Today, these tools are obsolete.
The classical tools often are much more difficult to learn and master than the modern tools. In the case of calculus, “techniques of integration” may have caused more students to abandon a STEM course of study than anything else.
These “techniques” are now obsolete, having been replaced by much superior 21st century tools like Wolfram Alpha.
Whew. About time!
What a modern STEM professional needs today is to master the use of a tool like Wolfram Alpha. In addition to calculus, the STEM professional needs to understand many more things like differential equations, linear algebra, matrix algebra, eigenvalues and eigenvectors, two dimensional surfaces from multivariable calculus.

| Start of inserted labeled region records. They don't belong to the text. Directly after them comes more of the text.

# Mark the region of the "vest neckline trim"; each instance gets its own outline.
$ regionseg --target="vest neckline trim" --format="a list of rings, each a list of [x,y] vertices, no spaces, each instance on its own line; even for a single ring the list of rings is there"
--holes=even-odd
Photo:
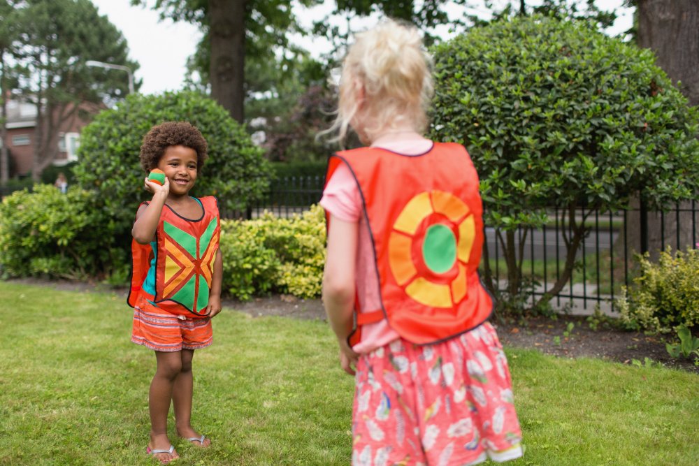
[[[198,202],[199,203],[199,207],[201,207],[201,217],[200,217],[198,219],[188,219],[186,217],[183,217],[183,216],[180,215],[180,214],[178,214],[178,212],[177,212],[177,210],[175,210],[175,209],[172,208],[171,207],[170,207],[167,204],[165,204],[165,207],[166,207],[168,209],[170,209],[170,211],[172,213],[175,214],[175,215],[177,215],[178,217],[179,217],[180,219],[182,219],[182,220],[185,220],[186,221],[191,221],[192,223],[196,223],[197,221],[201,221],[201,220],[204,218],[204,215],[206,214],[206,209],[204,208],[204,204],[198,198],[195,198],[195,197],[194,197],[192,196],[190,196],[189,197],[192,198],[192,199],[194,199],[194,201],[196,201],[196,202]]]
[[[403,157],[421,157],[424,155],[427,155],[435,148],[435,143],[432,141],[432,145],[429,148],[424,152],[420,152],[419,154],[403,154],[402,152],[398,152],[395,150],[391,150],[390,149],[387,149],[386,147],[382,147],[380,146],[366,146],[367,149],[378,149],[379,150],[383,150],[387,152],[391,152],[391,154],[395,154],[396,155],[400,155]]]

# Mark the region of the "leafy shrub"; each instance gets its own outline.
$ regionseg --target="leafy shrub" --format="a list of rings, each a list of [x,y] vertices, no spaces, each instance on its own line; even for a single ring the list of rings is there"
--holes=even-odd
[[[691,331],[686,327],[679,327],[677,330],[677,337],[679,339],[678,344],[670,343],[665,344],[668,353],[673,358],[679,358],[680,356],[689,358],[699,350],[699,338],[693,336]]]
[[[325,220],[318,205],[290,219],[265,212],[254,220],[224,220],[223,290],[240,300],[271,291],[320,296]]]
[[[108,274],[125,255],[113,247],[111,219],[95,194],[48,184],[17,191],[0,204],[0,267],[13,277],[85,279]]]
[[[278,219],[265,237],[282,262],[277,286],[299,298],[320,296],[325,266],[325,217],[322,207],[291,219]]]
[[[99,194],[97,207],[113,217],[124,247],[138,204],[149,198],[138,159],[143,136],[166,121],[189,122],[208,144],[209,158],[192,196],[215,195],[222,209],[244,211],[268,186],[271,168],[262,150],[214,101],[190,92],[129,95],[82,130],[73,169],[82,187]]]
[[[658,263],[638,256],[640,275],[635,286],[617,300],[621,322],[631,330],[669,332],[680,326],[699,325],[699,250],[668,247]]]
[[[514,232],[540,228],[547,207],[569,212],[572,234],[545,300],[568,281],[586,234],[578,207],[624,208],[641,190],[655,207],[699,189],[699,111],[650,50],[534,15],[472,28],[432,51],[431,136],[471,154],[485,222],[504,231],[510,296],[522,285]]]
[[[264,241],[266,220],[221,222],[223,255],[222,291],[241,300],[268,293],[281,263]]]

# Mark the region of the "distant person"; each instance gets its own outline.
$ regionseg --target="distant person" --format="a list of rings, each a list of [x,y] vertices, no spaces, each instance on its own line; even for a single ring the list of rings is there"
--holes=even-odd
[[[355,375],[354,465],[473,465],[521,456],[507,360],[477,268],[478,177],[459,144],[425,138],[432,84],[418,31],[382,22],[345,59],[339,138],[320,203],[323,300]]]
[[[56,182],[53,185],[60,189],[61,192],[64,194],[68,191],[68,180],[66,178],[66,175],[63,174],[63,172],[58,173],[58,176],[56,177]]]
[[[155,351],[146,449],[162,464],[179,458],[167,434],[171,400],[177,435],[197,446],[211,444],[190,424],[192,360],[195,349],[211,344],[211,319],[221,312],[217,203],[213,196],[189,196],[206,151],[201,133],[186,122],[153,126],[140,147],[143,168],[165,173],[162,185],[145,181],[153,198],[140,205],[134,224],[129,296],[134,308],[131,341]]]

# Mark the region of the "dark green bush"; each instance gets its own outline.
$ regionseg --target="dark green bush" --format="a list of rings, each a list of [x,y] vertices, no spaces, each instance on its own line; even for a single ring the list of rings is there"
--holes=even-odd
[[[543,301],[567,282],[586,233],[577,207],[625,208],[639,191],[656,207],[699,189],[699,112],[649,50],[534,16],[473,28],[433,52],[432,136],[471,154],[485,222],[503,232],[510,296],[522,284],[515,232],[543,225],[547,207],[568,212],[571,234]]]
[[[12,277],[87,279],[110,275],[125,254],[114,247],[108,212],[96,194],[53,186],[17,191],[0,204],[0,268]]]
[[[130,95],[83,129],[73,170],[82,187],[99,193],[97,207],[113,217],[124,245],[138,204],[149,198],[138,159],[143,136],[166,121],[189,122],[208,144],[209,158],[193,196],[214,195],[222,209],[244,211],[268,186],[271,168],[262,150],[214,101],[189,92]]]

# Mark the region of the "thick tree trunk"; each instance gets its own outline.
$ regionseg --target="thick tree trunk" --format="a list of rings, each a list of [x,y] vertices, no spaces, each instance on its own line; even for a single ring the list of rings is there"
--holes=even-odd
[[[693,105],[699,105],[699,1],[697,0],[638,0],[638,45],[652,50],[658,66],[677,83]],[[627,242],[622,245],[619,235],[615,254],[624,254],[630,263],[633,252],[640,252],[641,221],[638,200],[634,201],[627,216]],[[681,210],[689,210],[691,202],[680,203]],[[664,218],[663,218],[664,217]],[[672,249],[693,247],[692,215],[674,212],[661,215],[648,213],[648,251],[651,258],[668,245]],[[679,232],[678,232],[679,228]],[[679,244],[677,238],[679,238]]]
[[[242,123],[245,101],[245,0],[209,0],[211,96]]]
[[[699,105],[699,1],[638,0],[637,40],[673,82],[682,81],[690,105]]]

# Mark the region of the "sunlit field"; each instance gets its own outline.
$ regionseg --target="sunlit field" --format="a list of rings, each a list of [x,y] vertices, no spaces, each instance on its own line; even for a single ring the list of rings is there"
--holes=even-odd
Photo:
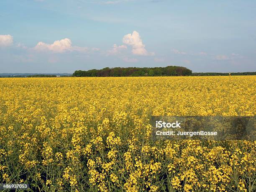
[[[154,115],[253,116],[256,76],[0,78],[0,183],[255,191],[256,142],[154,141]]]

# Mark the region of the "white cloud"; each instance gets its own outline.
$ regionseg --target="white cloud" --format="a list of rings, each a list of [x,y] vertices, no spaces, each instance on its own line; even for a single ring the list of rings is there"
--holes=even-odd
[[[107,55],[116,55],[125,49],[127,49],[127,46],[126,45],[122,45],[118,46],[116,44],[115,44],[113,45],[112,49],[108,51]]]
[[[50,51],[56,53],[63,53],[73,51],[82,52],[86,51],[88,50],[87,47],[72,46],[71,40],[68,38],[55,41],[52,44],[46,44],[40,41],[34,47],[34,49],[37,51]]]
[[[155,62],[164,62],[164,59],[156,57],[154,59],[154,61]]]
[[[181,55],[187,55],[187,53],[185,52],[181,51],[180,51],[177,50],[177,49],[172,49],[172,52],[175,54],[180,54]]]
[[[200,52],[198,54],[200,55],[207,55],[207,53],[205,53],[205,52]]]
[[[228,60],[229,59],[229,58],[226,55],[216,55],[215,56],[215,59],[216,60]]]
[[[0,46],[10,46],[13,43],[13,37],[10,35],[0,35]]]
[[[127,57],[125,57],[123,58],[123,60],[128,63],[135,63],[138,62],[138,59],[135,58],[128,58]]]
[[[19,43],[17,45],[16,45],[16,47],[20,48],[23,49],[26,49],[28,48],[28,47],[25,46],[24,44],[21,44],[20,43]]]
[[[134,31],[132,34],[129,33],[124,36],[123,38],[124,44],[132,46],[132,52],[137,55],[154,55],[154,53],[149,53],[145,49],[145,45],[142,43],[139,33]]]

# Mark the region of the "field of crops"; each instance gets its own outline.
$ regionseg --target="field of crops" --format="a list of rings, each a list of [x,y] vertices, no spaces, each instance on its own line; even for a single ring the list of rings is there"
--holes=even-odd
[[[149,118],[255,115],[256,82],[0,78],[0,183],[41,191],[255,191],[256,141],[156,141]]]

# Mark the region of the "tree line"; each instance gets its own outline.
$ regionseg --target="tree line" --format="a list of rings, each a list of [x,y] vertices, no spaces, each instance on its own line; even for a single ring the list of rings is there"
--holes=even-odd
[[[76,71],[73,77],[141,77],[189,76],[192,71],[186,67],[105,67],[102,69]]]

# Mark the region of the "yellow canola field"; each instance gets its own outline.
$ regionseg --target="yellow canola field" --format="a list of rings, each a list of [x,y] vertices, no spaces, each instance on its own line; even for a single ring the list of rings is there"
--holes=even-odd
[[[253,191],[256,142],[156,141],[154,115],[253,116],[256,76],[0,78],[0,183]]]

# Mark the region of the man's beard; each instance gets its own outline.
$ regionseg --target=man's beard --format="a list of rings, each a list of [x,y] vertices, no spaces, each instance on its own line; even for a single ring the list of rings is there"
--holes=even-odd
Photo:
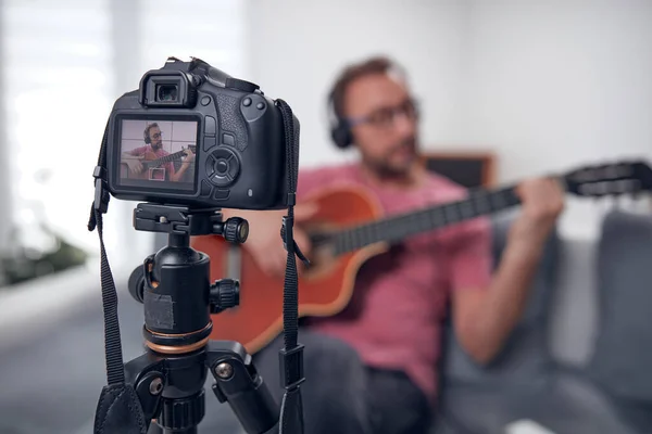
[[[390,163],[391,156],[401,150],[406,148],[412,157],[406,164],[402,164],[397,166],[396,164]],[[380,178],[403,178],[405,177],[414,163],[417,154],[417,141],[415,137],[410,137],[402,142],[392,146],[384,156],[381,157],[369,157],[368,155],[362,154],[362,158],[365,165],[371,168],[378,177]]]

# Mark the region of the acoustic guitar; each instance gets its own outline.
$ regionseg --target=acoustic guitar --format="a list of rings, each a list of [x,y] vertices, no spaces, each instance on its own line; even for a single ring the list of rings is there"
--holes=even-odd
[[[566,192],[578,196],[652,190],[652,169],[641,162],[584,167],[557,178]],[[299,278],[299,316],[333,316],[342,310],[360,267],[390,244],[518,205],[514,187],[472,191],[462,201],[390,217],[359,187],[325,188],[312,194],[306,200],[318,203],[319,210],[312,224],[302,227],[312,242],[312,265]],[[283,331],[283,276],[265,275],[246,247],[222,237],[193,237],[191,246],[211,258],[211,281],[240,281],[239,306],[212,316],[211,339],[240,342],[254,354]]]
[[[188,149],[193,154],[197,151],[197,145],[189,144]],[[166,163],[181,159],[186,155],[186,150],[181,149],[173,154],[159,157],[153,151],[147,151],[145,154],[139,156],[129,156],[134,159],[139,159],[142,169],[138,174],[134,174],[129,170],[129,166],[125,162],[121,165],[121,178],[128,179],[145,179],[148,181],[164,181],[165,180],[165,167],[161,167]]]

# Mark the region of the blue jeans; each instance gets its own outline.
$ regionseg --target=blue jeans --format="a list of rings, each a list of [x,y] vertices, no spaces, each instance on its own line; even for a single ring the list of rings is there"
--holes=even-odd
[[[305,434],[426,434],[431,409],[426,396],[401,371],[365,366],[340,340],[302,328],[305,382],[301,386]],[[278,350],[283,335],[253,357],[280,403]],[[271,433],[277,432],[277,429]]]

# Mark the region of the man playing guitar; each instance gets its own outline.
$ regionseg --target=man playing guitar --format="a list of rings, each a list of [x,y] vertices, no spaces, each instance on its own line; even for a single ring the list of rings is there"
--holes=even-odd
[[[294,239],[309,258],[311,246],[300,228],[315,213],[305,202],[315,190],[362,186],[387,214],[465,196],[465,189],[418,163],[418,110],[396,64],[375,58],[348,67],[333,88],[331,104],[336,143],[354,144],[361,159],[300,170]],[[299,342],[305,345],[306,433],[426,433],[449,299],[457,340],[468,355],[486,363],[500,352],[524,310],[546,240],[564,207],[563,189],[551,179],[523,181],[517,194],[521,215],[493,273],[489,220],[475,218],[373,257],[360,269],[352,299],[340,314],[305,320]],[[286,266],[278,233],[284,213],[224,209],[225,218],[249,220],[243,248],[269,273],[283,275]],[[283,395],[281,340],[254,355],[277,398]]]
[[[156,181],[174,181],[177,182],[184,178],[184,175],[195,161],[195,153],[189,150],[185,151],[186,157],[177,171],[174,162],[163,163],[160,168],[163,170],[153,169],[151,174],[145,174],[141,159],[156,159],[171,155],[163,149],[163,132],[159,124],[149,124],[143,131],[143,140],[146,145],[136,148],[135,150],[124,152],[122,163],[129,168],[129,175],[146,176],[150,180]],[[134,158],[136,157],[136,158]]]

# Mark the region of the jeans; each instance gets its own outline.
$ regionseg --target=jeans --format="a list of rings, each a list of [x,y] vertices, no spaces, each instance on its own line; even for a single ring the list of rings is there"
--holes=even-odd
[[[305,382],[301,385],[305,434],[426,434],[430,405],[401,371],[365,366],[340,340],[302,329]],[[258,352],[253,362],[281,401],[278,350],[283,335]],[[271,433],[276,433],[277,427]]]

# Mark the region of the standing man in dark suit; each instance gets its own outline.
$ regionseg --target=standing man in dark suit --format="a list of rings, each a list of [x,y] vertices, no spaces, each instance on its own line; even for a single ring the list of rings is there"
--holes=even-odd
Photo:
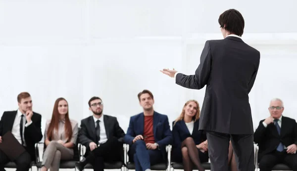
[[[165,162],[166,146],[171,144],[172,133],[167,115],[154,111],[152,93],[144,90],[138,94],[144,112],[131,117],[125,143],[130,145],[129,160],[136,171],[150,170],[150,165]]]
[[[10,131],[26,149],[13,162],[18,171],[27,171],[32,161],[35,161],[35,144],[41,140],[41,115],[32,111],[32,100],[26,92],[17,96],[19,108],[14,111],[4,112],[0,121],[0,143],[1,136]],[[11,147],[12,148],[13,147]],[[0,171],[5,171],[4,165],[9,162],[7,156],[0,150]]]
[[[89,100],[93,115],[82,120],[79,143],[87,147],[85,157],[76,164],[81,171],[90,163],[94,171],[103,171],[104,162],[123,161],[125,132],[116,117],[103,115],[103,102],[98,97]]]
[[[297,171],[297,123],[283,116],[284,109],[281,99],[271,100],[270,116],[260,121],[254,134],[254,141],[259,146],[260,171],[271,171],[279,163]]]
[[[206,86],[199,129],[207,132],[211,170],[228,171],[231,137],[239,171],[253,171],[248,93],[258,71],[260,52],[242,40],[245,21],[238,11],[224,12],[218,21],[224,39],[206,41],[195,75],[169,69],[161,72],[185,87],[199,89]]]

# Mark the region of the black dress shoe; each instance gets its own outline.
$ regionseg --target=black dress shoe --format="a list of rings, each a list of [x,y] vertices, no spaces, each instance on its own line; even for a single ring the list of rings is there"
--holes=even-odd
[[[75,168],[79,171],[82,171],[85,169],[85,166],[86,166],[87,163],[87,160],[86,160],[86,158],[84,158],[80,162],[75,163]]]
[[[83,170],[84,170],[84,167],[85,167],[83,166],[83,165],[81,162],[78,162],[75,163],[75,168],[79,171],[82,171]]]

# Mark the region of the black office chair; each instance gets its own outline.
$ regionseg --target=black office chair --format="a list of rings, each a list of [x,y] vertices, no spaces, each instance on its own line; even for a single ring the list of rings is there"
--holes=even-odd
[[[258,158],[258,152],[259,151],[259,146],[256,144],[254,144],[255,146],[255,171],[258,171],[259,170],[259,162]],[[283,164],[276,164],[273,168],[272,168],[272,171],[293,171],[292,169],[291,169],[289,166]]]
[[[127,171],[130,170],[135,170],[135,165],[134,162],[128,162],[128,151],[129,150],[129,145],[126,144],[126,149],[125,149],[125,154],[126,154],[126,167],[127,168]],[[166,150],[167,152],[167,156],[170,156],[171,155],[171,150],[169,150],[170,145],[167,145],[166,147]],[[169,160],[170,161],[170,160]],[[169,165],[169,166],[168,166]],[[170,171],[170,166],[168,165],[168,160],[167,160],[166,162],[162,162],[161,163],[159,163],[157,164],[151,165],[150,166],[150,170],[154,171]]]
[[[35,156],[36,155],[36,147],[38,146],[38,143],[35,144]],[[31,171],[32,171],[32,167],[36,166],[36,162],[37,158],[35,158],[35,161],[32,161],[30,166]],[[13,162],[9,162],[4,165],[4,168],[13,168],[16,169],[16,164]]]
[[[171,146],[169,146],[169,150],[171,151],[172,148]],[[171,159],[171,157],[170,157]],[[182,163],[177,163],[177,162],[171,162],[171,168],[172,168],[172,171],[174,171],[175,169],[180,169],[184,170],[184,165],[183,165]],[[205,162],[201,163],[201,165],[203,168],[206,170],[210,170],[210,163]],[[198,170],[196,166],[194,166],[193,168],[193,170]]]
[[[35,162],[31,162],[30,167],[31,171],[32,171],[32,167],[36,166],[36,163]],[[14,168],[16,169],[16,164],[13,162],[9,162],[4,165],[4,168]]]
[[[80,130],[80,128],[78,128],[79,131]],[[73,148],[74,151],[74,155],[73,155],[73,159],[71,160],[61,160],[60,162],[60,169],[74,169],[75,170],[76,170],[75,168],[75,163],[79,161],[80,159],[80,149],[79,149],[78,146],[78,137],[76,139],[76,143],[75,143],[75,146]],[[42,162],[40,161],[40,159],[39,158],[39,145],[40,144],[44,144],[44,151],[45,150],[46,147],[44,143],[40,142],[36,144],[36,167],[37,167],[37,169],[38,171],[42,168]]]
[[[113,162],[104,162],[104,169],[120,169],[121,171],[125,170],[125,164],[124,161],[124,153],[125,153],[125,145],[123,146],[123,153],[122,155],[122,160],[120,161],[115,161]],[[81,149],[81,156],[84,156],[85,153],[85,147],[83,145],[79,144],[79,146],[81,147],[80,148]],[[88,163],[85,166],[86,169],[93,169],[93,167],[90,164]]]

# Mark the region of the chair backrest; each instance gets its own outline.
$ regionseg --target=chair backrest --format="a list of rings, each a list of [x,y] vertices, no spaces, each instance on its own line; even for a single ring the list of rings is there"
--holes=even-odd
[[[79,131],[80,130],[80,129],[81,129],[80,128],[78,128],[79,132]],[[73,160],[74,161],[79,161],[80,158],[80,154],[79,151],[78,150],[79,142],[79,141],[78,136],[77,138],[76,138],[76,143],[75,143],[74,147],[72,148],[73,149],[73,153],[74,153]],[[47,148],[47,146],[46,145],[45,143],[44,143],[44,151],[45,151],[45,150],[46,150],[46,148]]]

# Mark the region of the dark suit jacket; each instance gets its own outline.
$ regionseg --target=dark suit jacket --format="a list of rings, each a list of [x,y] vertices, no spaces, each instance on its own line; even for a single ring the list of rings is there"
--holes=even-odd
[[[276,149],[280,142],[286,147],[293,144],[297,145],[297,123],[295,120],[283,116],[280,135],[274,124],[265,128],[262,123],[264,120],[260,121],[254,134],[254,141],[259,146],[259,159]]]
[[[195,75],[177,74],[176,83],[192,89],[206,85],[199,129],[252,134],[248,93],[253,86],[260,52],[241,39],[206,41]]]
[[[11,131],[17,111],[4,112],[0,121],[0,136],[2,136],[8,131]],[[28,152],[31,160],[35,161],[35,144],[41,140],[43,135],[41,132],[41,115],[33,112],[31,118],[32,123],[24,130],[24,138]],[[26,121],[27,123],[27,121]]]
[[[171,144],[172,142],[172,133],[168,118],[166,115],[156,112],[154,112],[153,118],[153,136],[155,141],[159,144],[159,148],[164,157],[166,154],[166,146]],[[131,145],[135,136],[143,135],[144,121],[143,112],[130,118],[129,127],[124,138],[125,143]]]
[[[174,124],[174,122],[172,122],[172,136],[173,136],[173,150],[177,149],[179,151],[181,151],[182,142],[189,137],[193,138],[196,145],[198,145],[206,140],[206,135],[205,132],[198,129],[198,128],[199,128],[199,120],[194,122],[194,128],[192,135],[190,133],[184,120],[177,122],[174,126],[173,126]]]
[[[117,138],[119,141],[123,143],[125,132],[120,127],[116,118],[104,115],[103,119],[107,139],[114,136]],[[82,120],[78,138],[79,143],[87,148],[85,156],[88,156],[90,151],[89,146],[90,143],[92,142],[96,143],[96,131],[95,123],[93,116]]]

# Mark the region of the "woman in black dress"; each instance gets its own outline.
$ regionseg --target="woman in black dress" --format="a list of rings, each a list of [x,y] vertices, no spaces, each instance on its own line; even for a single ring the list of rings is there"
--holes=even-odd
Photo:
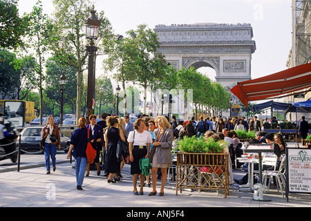
[[[125,137],[122,131],[117,128],[117,118],[109,117],[107,123],[110,128],[105,133],[106,160],[107,162],[106,171],[109,173],[108,182],[115,182],[120,181],[117,173],[120,172],[121,164],[121,161],[118,161],[117,157],[117,142],[120,139],[125,142]],[[113,175],[115,177],[114,180],[112,180]]]

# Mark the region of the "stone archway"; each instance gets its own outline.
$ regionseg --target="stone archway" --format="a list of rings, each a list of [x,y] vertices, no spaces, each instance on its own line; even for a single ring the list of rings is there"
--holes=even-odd
[[[251,79],[256,44],[250,24],[158,25],[154,31],[160,42],[159,51],[176,68],[211,67],[216,82],[227,88]]]

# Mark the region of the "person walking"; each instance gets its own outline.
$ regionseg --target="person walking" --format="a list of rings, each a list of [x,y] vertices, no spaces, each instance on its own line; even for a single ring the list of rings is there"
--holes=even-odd
[[[305,119],[305,116],[301,117],[301,120],[299,122],[299,129],[298,134],[301,135],[301,139],[305,140],[309,132],[309,124]]]
[[[42,128],[41,141],[44,141],[44,158],[46,162],[46,174],[50,173],[50,155],[52,160],[53,171],[56,170],[56,146],[61,148],[61,140],[59,136],[59,129],[54,124],[54,117],[48,117],[46,125]]]
[[[129,134],[129,151],[131,161],[131,175],[133,175],[133,186],[134,195],[138,195],[137,180],[138,175],[140,177],[140,189],[139,195],[144,195],[143,187],[145,176],[140,169],[139,162],[140,159],[148,157],[150,150],[150,144],[152,142],[152,136],[148,131],[145,131],[145,120],[138,118],[134,123],[134,129]]]
[[[97,175],[100,175],[100,151],[102,150],[102,140],[104,139],[104,135],[102,132],[102,127],[96,124],[96,115],[91,115],[88,117],[90,120],[90,124],[86,125],[86,129],[90,130],[90,142],[92,144],[94,150],[96,150],[96,157],[94,160],[95,164],[96,165],[96,169],[97,171]],[[90,175],[90,164],[86,165],[86,177]]]
[[[157,172],[158,169],[161,169],[162,183],[160,190],[160,196],[164,195],[164,187],[167,181],[167,171],[171,162],[171,150],[173,145],[173,131],[170,128],[171,125],[164,116],[157,117],[157,122],[159,128],[154,130],[156,142],[153,142],[154,153],[153,156],[149,157],[152,164],[151,178],[153,191],[149,195],[155,195],[157,193]],[[154,152],[153,152],[154,151]]]
[[[71,135],[67,159],[70,157],[71,151],[73,148],[77,189],[83,190],[83,180],[84,179],[85,170],[88,162],[86,153],[88,144],[88,129],[86,128],[86,119],[83,117],[80,117],[78,120],[78,124],[79,128],[73,131]]]
[[[129,133],[134,130],[134,126],[129,122],[129,116],[124,117],[125,124],[124,128],[126,130],[126,137],[129,137]]]
[[[257,116],[254,116],[253,120],[249,122],[249,131],[255,132],[261,131],[261,122],[257,119]]]
[[[196,131],[194,131],[194,123],[191,120],[189,120],[185,126],[185,131],[187,132],[187,135],[189,137],[196,135]]]
[[[215,133],[222,133],[223,129],[226,127],[225,122],[223,122],[223,118],[219,118],[218,122],[216,123]]]
[[[194,131],[198,133],[198,137],[200,137],[201,134],[204,133],[209,129],[207,123],[203,120],[203,116],[200,117],[200,121],[196,124]]]
[[[108,126],[110,128],[105,133],[105,151],[107,169],[106,172],[109,173],[108,176],[109,183],[115,183],[120,181],[117,173],[120,173],[121,160],[117,157],[117,143],[121,139],[125,142],[125,137],[123,132],[117,128],[117,119],[109,117],[107,120]],[[114,180],[112,180],[114,176]]]
[[[245,127],[243,124],[243,120],[240,119],[238,122],[236,123],[236,126],[234,126],[235,131],[244,131]]]

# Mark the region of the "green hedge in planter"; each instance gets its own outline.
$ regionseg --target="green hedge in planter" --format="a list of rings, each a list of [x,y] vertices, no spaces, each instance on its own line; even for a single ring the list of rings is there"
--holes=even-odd
[[[256,132],[254,131],[241,131],[241,130],[236,130],[236,134],[238,135],[238,137],[239,139],[253,139],[255,138],[255,133]]]
[[[185,136],[182,140],[178,141],[177,144],[178,147],[175,150],[178,149],[185,153],[220,153],[223,152],[224,149],[221,142],[215,142],[212,137],[209,137],[205,141],[204,137]]]

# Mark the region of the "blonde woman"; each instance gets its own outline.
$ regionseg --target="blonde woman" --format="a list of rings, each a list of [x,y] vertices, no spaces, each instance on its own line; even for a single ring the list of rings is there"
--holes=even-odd
[[[126,142],[127,142],[127,135],[127,135],[127,132],[126,132],[126,130],[124,128],[125,121],[124,121],[124,119],[123,118],[119,117],[117,119],[117,122],[118,122],[118,126],[117,127],[119,128],[120,128],[121,131],[122,131],[123,135],[124,135],[124,138],[125,138],[125,142],[124,142],[124,145],[128,145],[128,144]],[[122,161],[121,161],[120,173],[117,174],[117,175],[120,178],[123,178],[123,176],[121,175],[121,171],[122,171],[123,166],[124,166],[124,164],[125,164],[125,159],[124,159],[124,156],[123,155],[122,155]]]
[[[88,144],[88,130],[86,128],[86,119],[80,117],[78,120],[79,128],[73,131],[70,138],[70,146],[68,151],[67,159],[69,159],[73,148],[75,157],[75,177],[77,189],[82,190],[82,183],[84,179],[85,170],[88,163],[86,157],[86,146]]]
[[[161,169],[162,183],[160,190],[160,196],[164,195],[164,187],[167,177],[167,169],[171,166],[171,150],[173,144],[173,131],[171,129],[167,118],[164,116],[159,116],[156,119],[158,128],[154,130],[155,142],[153,142],[155,152],[153,156],[149,157],[152,164],[152,189],[153,191],[149,195],[155,195],[157,193],[157,171]]]
[[[42,128],[42,140],[44,140],[44,157],[46,161],[46,174],[50,173],[50,155],[52,160],[53,171],[56,170],[56,146],[61,148],[59,129],[54,124],[54,117],[50,115],[48,117],[46,126]]]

Things like DIV, GRAD, and CURL. Again, Wolfram Alpha to the rescue. This is the modern 21st Century way. Unbelievably better!
Of course, Wolfram Alpha is based on Mathematica (now free in the Raspberry Pi) and Mathematica does much more. It is a powerful programming language with immense capabilities.
A student probably is best served by learning Wolfram Alpha first, and then learning the new Wolfram Language (released in 2014 on the Raspberry Pi) and Mathematica.
I might add that Wolfram Alpha and Mathematica also help a student learn theoretical mathematics too, thanks to its powerful experimental interactive power, plus its access to vast databases of mathematical knowledge and functions and operations. These tools are so good, they seem like magic, to me at least.
NOW, your student can master the mathematics necessary for any STEM career in about one year after “precalc”, which itself should take about a year or two post-elementary starting with the Practical Math Foundation.